# Device and user space in generativepy.drawing

Martin McBride, 2020-08-30
Tags generativepy tutorial device space user space affine transform transform
Categories generativepy generativepy tutorial In the previous article we used generativepy to create a simple image of a rectangle.

We used pixel coordinates to draw the rectangle. That is to say, we created a rectangle that had a size of 250 by 200 units, and the final image contained a rectangle that was exactly 250 by 200 pixels in size.

That isn't the only option. We can scale our drawing space. For example, we can scale the space by a factor of 100. We can then draw a rectangle that is 2.5 units by 2 units, and it will appear on the image at 250 by 200 pixels.

This type of scaling has a couple of advantages:

• We can use the most convenient units when we make our drawing. For example, if we wanted to draw a right-angled triangle with sides of 3cm, 4cm and 5cm, we could draw it using lengths of 3, 4 and 5 units. We could then scale it to be whatever pixel size we wanted on the final image.
• If we need to create the same image at different pixel sizes, we can do it very easily. For example, we might want a 400-pixel wide image of the triangle for a web page, but a 4000-pixel wide image for a book illustration. We can do this using the same drawing code, just changing the scaling.

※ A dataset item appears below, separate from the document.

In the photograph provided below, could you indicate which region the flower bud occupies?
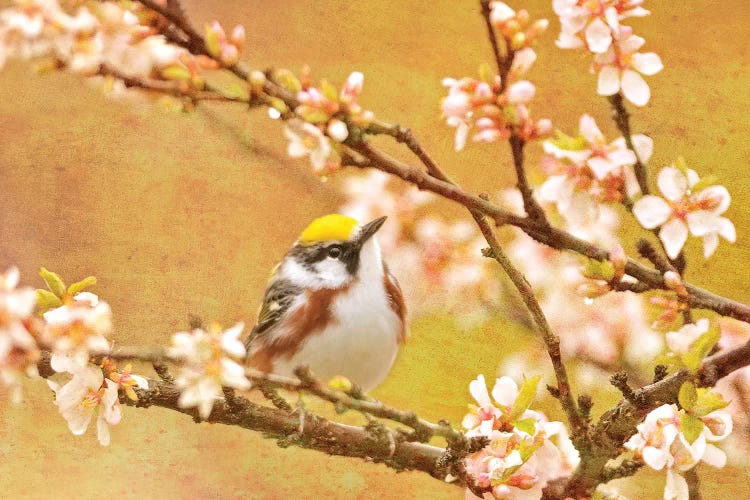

This article mainly covers device and user space for vector drawing (ie the `drawing` and `movie` modules). There is a section at the end that covers user space for the `bitmap` module.

## Device and user space.

generativepy uses the concept of device space and user space to do this scaling (actually it makes direct use of the Pycairo implementation).

Device space is fixed, and always represents the pixel coordinates of the final output image.

User space maps on to device space using a transformation that we can choose in our code.

Whenever we draw anything, it is always drawn in user space coordinates, and the coordinates get mapped onto device space using the current transform. However, the initial transform is 1:1, so if we never change the transform it appears as if we are drawing in device space.

The transformation between user and device space can include scaling, translation, rotation, mirroring, and shearing in any combination (in fact it can be any affine transformation). You can change the current transform at any time.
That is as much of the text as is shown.